The theory behind patents is that, without patent protection, nobody would have invented the idea in question. By offering patent protection, companies will devote resources to research that they otherwise would not have. Can anyone seriously believe, however, that we would have more innovation if all of AOL, Apple, eBay, Facebook, Google, Netflix, Office Depot, OfficeMax, Staples, Yahoo, or YouTube had honored this patent and not shown similar items on their web sites? Does anyone believe that if Interval hadn't "invented" this idea, that nobody else would have?

An additional part of the rationale for patents is that the idea are difficult to develop, that they would only emerge if significant private resources were dedicated to its research. That, too, is hard to believe for this idea. How long did it take the guys at Interval to come up with this idea? Five minutes, maybe?

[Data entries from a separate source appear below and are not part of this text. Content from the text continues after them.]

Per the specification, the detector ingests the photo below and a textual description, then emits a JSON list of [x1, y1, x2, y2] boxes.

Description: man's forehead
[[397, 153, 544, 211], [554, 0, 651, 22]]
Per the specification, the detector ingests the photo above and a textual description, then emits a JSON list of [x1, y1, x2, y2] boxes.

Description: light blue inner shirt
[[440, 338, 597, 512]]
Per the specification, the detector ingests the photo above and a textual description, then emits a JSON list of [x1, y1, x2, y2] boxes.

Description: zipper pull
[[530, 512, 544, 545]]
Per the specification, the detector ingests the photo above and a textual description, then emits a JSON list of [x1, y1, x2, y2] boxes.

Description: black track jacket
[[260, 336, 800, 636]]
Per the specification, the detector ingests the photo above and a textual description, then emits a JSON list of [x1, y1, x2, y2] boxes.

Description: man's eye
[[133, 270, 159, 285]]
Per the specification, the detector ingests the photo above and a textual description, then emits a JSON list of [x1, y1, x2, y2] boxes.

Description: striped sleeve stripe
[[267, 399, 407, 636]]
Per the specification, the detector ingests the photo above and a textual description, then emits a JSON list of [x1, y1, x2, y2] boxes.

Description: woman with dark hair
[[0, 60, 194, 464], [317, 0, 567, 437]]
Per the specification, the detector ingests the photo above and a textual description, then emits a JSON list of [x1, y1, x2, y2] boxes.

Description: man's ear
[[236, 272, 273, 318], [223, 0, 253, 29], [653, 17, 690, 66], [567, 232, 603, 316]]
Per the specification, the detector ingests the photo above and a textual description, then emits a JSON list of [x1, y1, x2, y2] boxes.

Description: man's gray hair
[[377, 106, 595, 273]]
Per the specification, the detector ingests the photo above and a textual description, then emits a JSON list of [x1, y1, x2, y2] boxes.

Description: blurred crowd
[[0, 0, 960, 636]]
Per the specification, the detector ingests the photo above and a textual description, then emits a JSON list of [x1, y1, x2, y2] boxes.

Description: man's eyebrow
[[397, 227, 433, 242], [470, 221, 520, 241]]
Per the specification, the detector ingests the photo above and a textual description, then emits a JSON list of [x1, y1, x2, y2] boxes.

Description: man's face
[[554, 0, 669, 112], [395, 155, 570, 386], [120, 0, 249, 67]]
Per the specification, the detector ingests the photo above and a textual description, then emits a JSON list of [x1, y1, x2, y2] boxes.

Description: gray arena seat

I have an idea how to stimulate the software industry. Stop issuing software patents.

Monday, January 3, 2011

References without page numbers

James Robertson asks how we can reference a part of a book, if we read the book on a Kindle or other electronic medium:
...what does a page number even mean? It should be simple to graft the physical form page number into the metadata, but as we go forward, there may well be books for which no physical form exists. What then?
This isn't a new problem, but it's exacerbated by current norms of book publishing. Printed books often don't number their sub-entities at a finer grained level than chapters, so if you don't have the physical version in front of you, all you can cite is the chapter. Worse, if someone else has a physical version, and you're reading the electronic version, it's problematic if they give you a cite for a page number.

It's an old problem, though, and it has a lot of old solutions. It comes up any time the same text is printed multiple times with different page numbers. Two examples would be codes of law and the Christian Bible. If you want to cite a part of one of these, it's poor form to use a page number, because that page number is only valid for a specific printing. You instead make reference to the detailed numbers that have been applied to the sub-entities of the text.

Going forward, it would help if books started containing more fine-grained numberings as a matter of course. In theory we could instead use character count or word counts, but that has two problems. It is prone to differences in convention, e.g. how many characters is a paragraph indent, and how many words are in counter-revolutionary. Worse, it doesn't work well for people using the print version, who would need a specially printed version with the position counts on the bottom of each page or in the margins.

Bill Venners foresaw this problem for Programming in Scala, and he was careful to publish the ebook version such that it has the exact same page numbers as the printed book. This is possible because the ebook is a PDF file, and PDF files have the same pagination on every device. In addition to the consistent page numbering, the book includes fine-grained number of all the sections, figures, tables, and larger programming listings, so you can also cite things that way. In short, feel free to copiously cite parts of Programming in Scala. Don't worry about the ebook readers--they'll be able to look up your references just fine.